In financial analysis and data analytics, YOY is the acronym for year over year. YOY indicates the change from the comparable amount reported in the same period one year earlier. Below are three examples of YOY.
A retailer's sales for the first 5 weeks of the current fiscal year are $206,000, which is a 3% increase YOY. In other words, the sales in the first 5 weeks of this fiscal year are 3% greater than the sales in the first 5 weeks of the previous fiscal year. Based on this statement, the sales in the first 5 weeks of the previous fiscal year must have been $200,000. [$206,000 minus $200,000 is a $6,000 increase YOY. The $6,000 YOY increase divided by $200,000 is a 3% increase YOY.]

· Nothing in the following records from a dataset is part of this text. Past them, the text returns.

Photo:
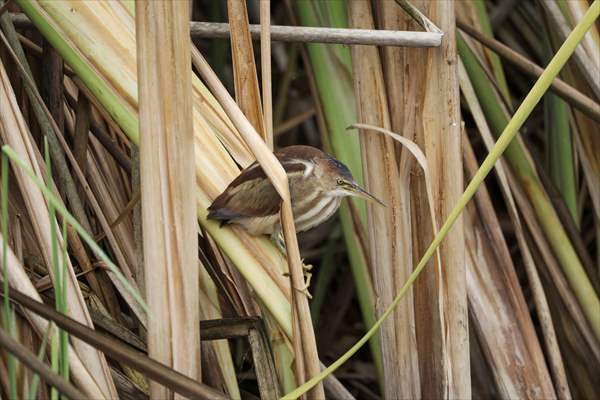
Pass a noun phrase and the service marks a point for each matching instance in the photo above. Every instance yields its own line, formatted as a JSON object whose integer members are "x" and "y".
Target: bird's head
{"x": 337, "y": 180}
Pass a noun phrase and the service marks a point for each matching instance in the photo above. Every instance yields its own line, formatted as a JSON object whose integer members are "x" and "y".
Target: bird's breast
{"x": 313, "y": 209}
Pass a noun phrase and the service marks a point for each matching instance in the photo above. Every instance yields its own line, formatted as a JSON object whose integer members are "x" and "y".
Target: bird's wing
{"x": 251, "y": 194}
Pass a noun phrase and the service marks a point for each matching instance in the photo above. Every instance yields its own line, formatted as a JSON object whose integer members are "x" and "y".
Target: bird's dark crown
{"x": 340, "y": 168}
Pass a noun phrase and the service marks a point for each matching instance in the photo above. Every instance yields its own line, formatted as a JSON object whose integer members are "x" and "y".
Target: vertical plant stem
{"x": 526, "y": 175}
{"x": 265, "y": 61}
{"x": 507, "y": 136}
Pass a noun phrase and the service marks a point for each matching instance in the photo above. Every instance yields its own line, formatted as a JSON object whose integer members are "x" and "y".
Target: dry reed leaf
{"x": 541, "y": 302}
{"x": 426, "y": 110}
{"x": 403, "y": 92}
{"x": 16, "y": 134}
{"x": 168, "y": 206}
{"x": 421, "y": 159}
{"x": 381, "y": 176}
{"x": 18, "y": 279}
{"x": 302, "y": 331}
{"x": 265, "y": 63}
{"x": 247, "y": 93}
{"x": 111, "y": 26}
{"x": 498, "y": 308}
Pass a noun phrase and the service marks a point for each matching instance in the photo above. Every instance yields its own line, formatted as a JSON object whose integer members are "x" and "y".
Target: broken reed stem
{"x": 170, "y": 239}
{"x": 305, "y": 34}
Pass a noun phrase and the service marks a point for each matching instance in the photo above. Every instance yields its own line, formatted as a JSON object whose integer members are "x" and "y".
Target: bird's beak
{"x": 360, "y": 192}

A church received contributions of $5,500 during Week #16 of its current year, which is a 10% increase YOY. In other words, the contributions during Week #16 of this year are 10% greater than those of Week #16 of the previous year (which must have been $5,000). [$5,500 minus $5,000 is a $500 increase YOY. The $500 increase divided by $5,000 is a 10% increase YOY.]
A website had 88,000 page views on the second Monday of January, which was a 12% decrease YOY. This means that the page views of the second Monday of January of the previous year were 100,000. [88,000 page views minus the previous year's 100,000 page views is a 12,000 decrease in page views YOY. The 12,000 decrease divided by 100,000 is a 12% decrease YOY.]